Wyżej wspomniany Dark Souls uchodzi za jedną z najbardziej wymagających gier ostatnich lat. Postać gracza praktycznie od razu zostaje rzucona na głębokie wody – sam gracz za to nie ma pojęcia, gdzie się udać, co tu robi i do czego dąży. Wszystko musi wywnioskować sam z tajemniczych opisów przedmiotów oraz niejasnych dialogów. Cały czas towarzyszy mu przy tym muzyka pana Sakuraby: czy to spokojny motyw Majuli w drugiej części, pozwalający na chwilę wytchnienia, czy też dramatyczna i głośna orkiestra wymieszana z chórem (Old Dragonslayer), ścieżka dźwiękowa świetnie oddaje klimat aktualnej sytuacji i nierzadko jeszcze potęguje emocje.

Piękna i spokojna Majula z urokliwą melodią w tle. (neptunegames.it)
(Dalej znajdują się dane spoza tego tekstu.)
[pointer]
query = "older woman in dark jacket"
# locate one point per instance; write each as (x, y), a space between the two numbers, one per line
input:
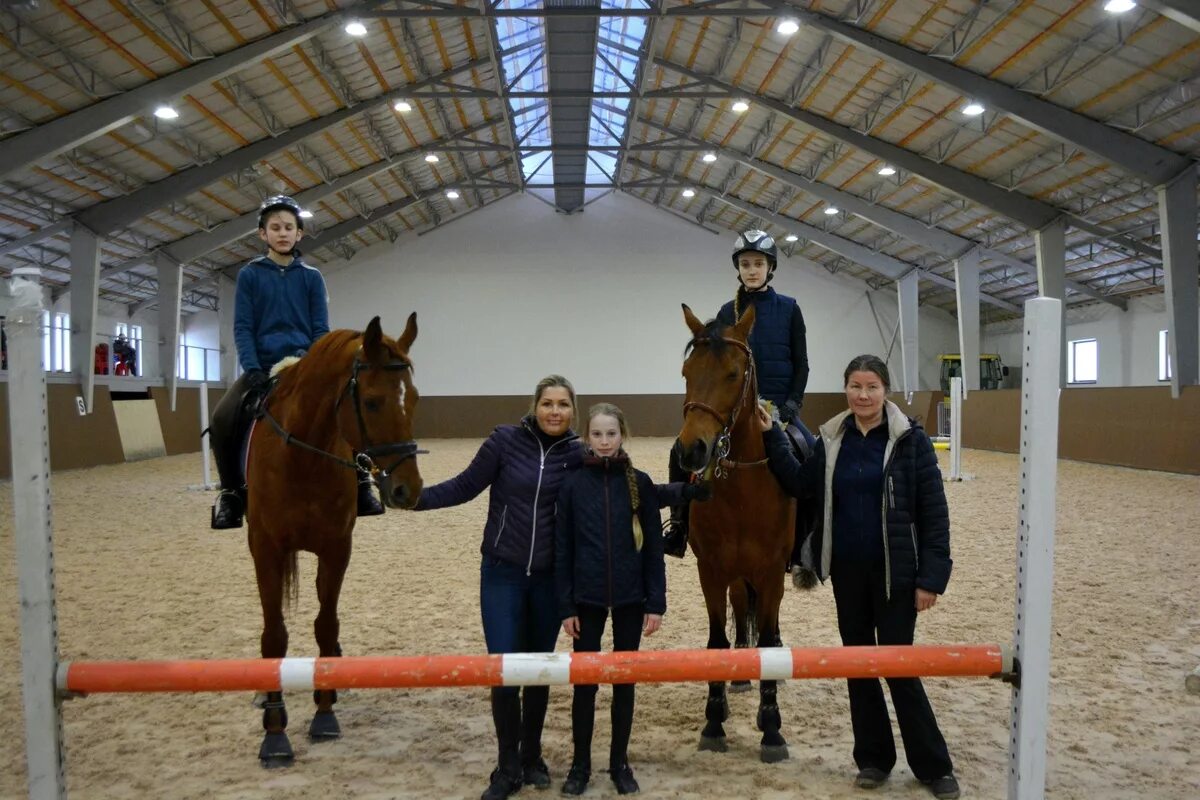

Pierwsza część, również spod szyldu FromSoftware, jest mniej przyjazna od swojego następcy, lecz dalej posiada niezwykłą atmosferę, dzięki której cały czas czujemy się zagubieni. Naszego nieumarłego jest w stanie pokonać dosłownie wszystko, a sama gra nie powie nam, czy jesteśmy w strefie odpowiedniej do naszego poziomu. Mimo wszystko, właśnie dzięki swojemu nietypowemu podejściu, zyskała rzesze fanów. Tutaj również możemy posłuchać dzieł Sakuraby – mam jednak wrażenie, że muzyka nie jest aż tak potężna, jak przy niektórych bossach z części drugiej. Nie zmienia to faktu, że chociażby Great Grey Wolf Sif  czy też Ornstein & Smough w połączeniu z walką z tytułowym wrogiem potrafi zrobić wrażenie.
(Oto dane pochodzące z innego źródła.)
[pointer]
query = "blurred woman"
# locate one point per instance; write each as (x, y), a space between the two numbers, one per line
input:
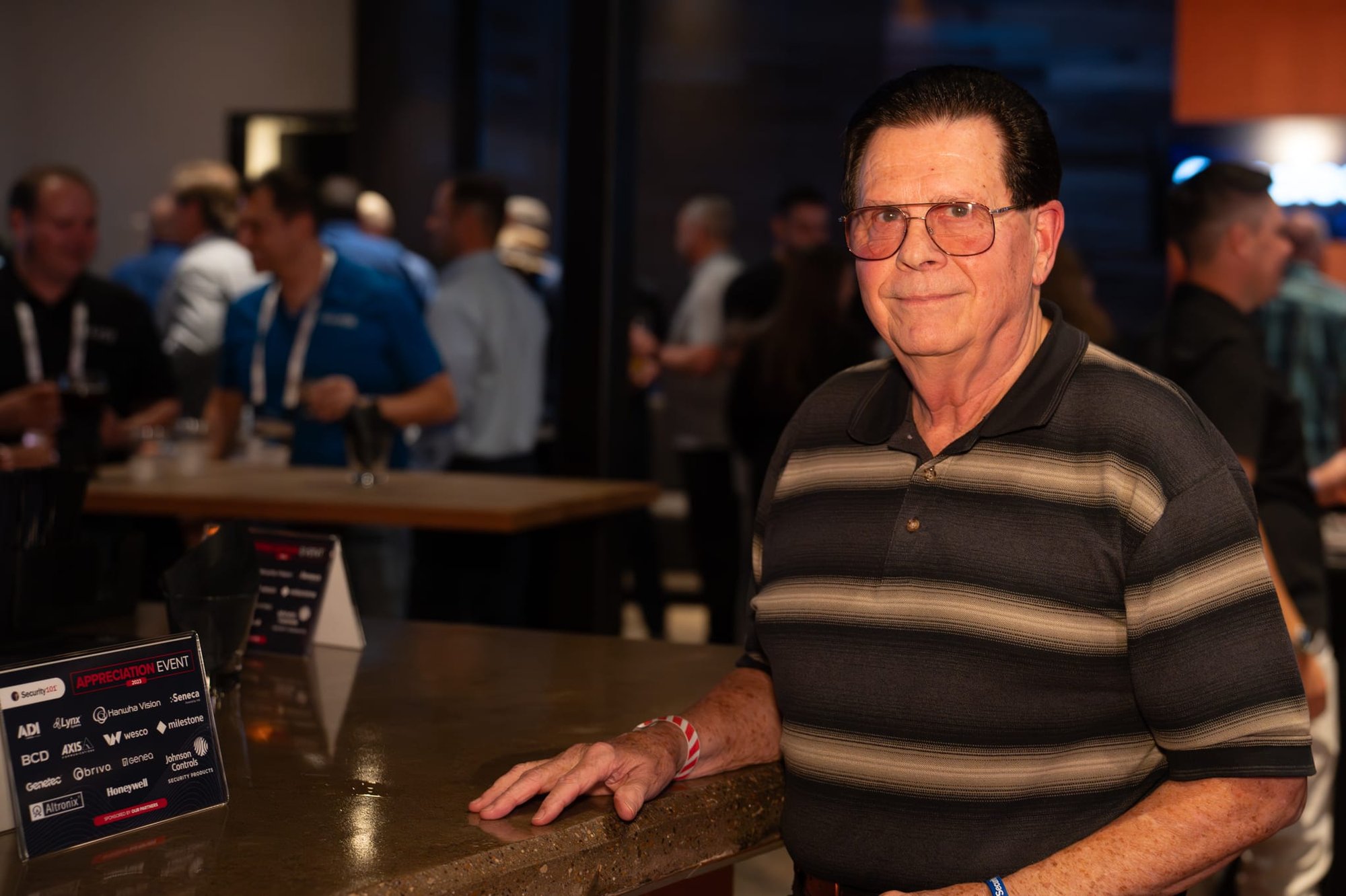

Japoński kompozytor podejmuje się również i projektów o mniejszej skali, czego dowodzi udział w projekcie Half – Minute Hero. Specyficzna gra, początkowo dostępna tylko na PSP, szybko zainteresowała multum ludzi swoją oryginalnością i prostotą i wywalczyła sobie drogę na poważniejsze konsole. Score powstały na potrzeby Trzydziestosekundowego Bohatera jest mieszaniną stylów najpopularniejszych japońskich twórców muzyki, więc nie mogło tutaj zabraknąć i Motoi’ego Sakuraby. Mimo, że jego utwór trwa tylko minutę, jest idealnym świadectwem stylu twórcy – dramatycznego, emocjonalnego, a jednocześnie zabawnego i zróżnicowanego. Will This War Never End jest równie przebojowe, co sama gra.

Ciężko skupić się na muzyce, kiedy ma się tylko pół minuty na grę. (wired.com)
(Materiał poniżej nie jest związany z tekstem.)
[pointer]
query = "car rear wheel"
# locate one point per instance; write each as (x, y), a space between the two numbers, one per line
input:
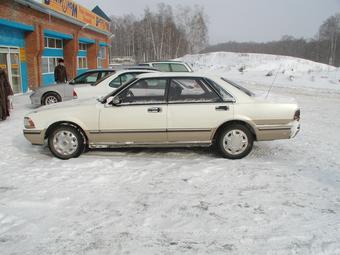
(235, 142)
(51, 98)
(66, 142)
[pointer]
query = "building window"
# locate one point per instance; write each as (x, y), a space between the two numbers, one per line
(82, 62)
(53, 43)
(48, 64)
(83, 46)
(101, 57)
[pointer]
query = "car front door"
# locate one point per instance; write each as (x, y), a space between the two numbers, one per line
(139, 117)
(195, 110)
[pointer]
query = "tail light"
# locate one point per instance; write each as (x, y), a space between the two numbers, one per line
(297, 115)
(28, 123)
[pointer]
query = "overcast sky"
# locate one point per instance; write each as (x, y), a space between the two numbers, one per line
(242, 20)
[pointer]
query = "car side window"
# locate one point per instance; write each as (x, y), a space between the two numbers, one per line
(122, 79)
(163, 67)
(179, 68)
(191, 90)
(147, 91)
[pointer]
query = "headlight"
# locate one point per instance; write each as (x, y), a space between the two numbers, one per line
(28, 122)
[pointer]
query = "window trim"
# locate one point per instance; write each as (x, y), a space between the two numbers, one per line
(133, 82)
(48, 63)
(55, 39)
(82, 68)
(86, 46)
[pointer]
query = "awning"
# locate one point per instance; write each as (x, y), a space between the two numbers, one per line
(57, 34)
(102, 44)
(17, 25)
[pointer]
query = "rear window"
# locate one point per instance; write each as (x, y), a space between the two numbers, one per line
(163, 67)
(243, 89)
(178, 68)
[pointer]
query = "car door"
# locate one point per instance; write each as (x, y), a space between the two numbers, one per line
(139, 117)
(195, 110)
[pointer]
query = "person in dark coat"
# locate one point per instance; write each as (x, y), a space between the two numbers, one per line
(5, 92)
(60, 75)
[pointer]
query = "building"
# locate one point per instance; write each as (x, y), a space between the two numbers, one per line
(34, 34)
Motoi Sakuraba jest niezwykle uzdolnionym pianistą i póki co nie zamierza rezygnować ze swojego fachu. Korzystając ze swojego doświadczenia w progressive rocku, wprowadza do tworzonych utworów elementy pochodzące z innych gatunków. Cały czas stara się poszerzać możliwości, nie zatracając jednocześnie swojego stylu – łatwo zaobserwować, przeglądając jego twórczość: Nameless Song (Dark Souls), Menu Theme (Super Smash Bros Brawl), Mario Tennis czy też Influence of Truth Appearance (Star Ocean) mimo, że powstały do różnych gatunkowo gier, są rozpoznawalne i tworzą odpowiedni nastrój.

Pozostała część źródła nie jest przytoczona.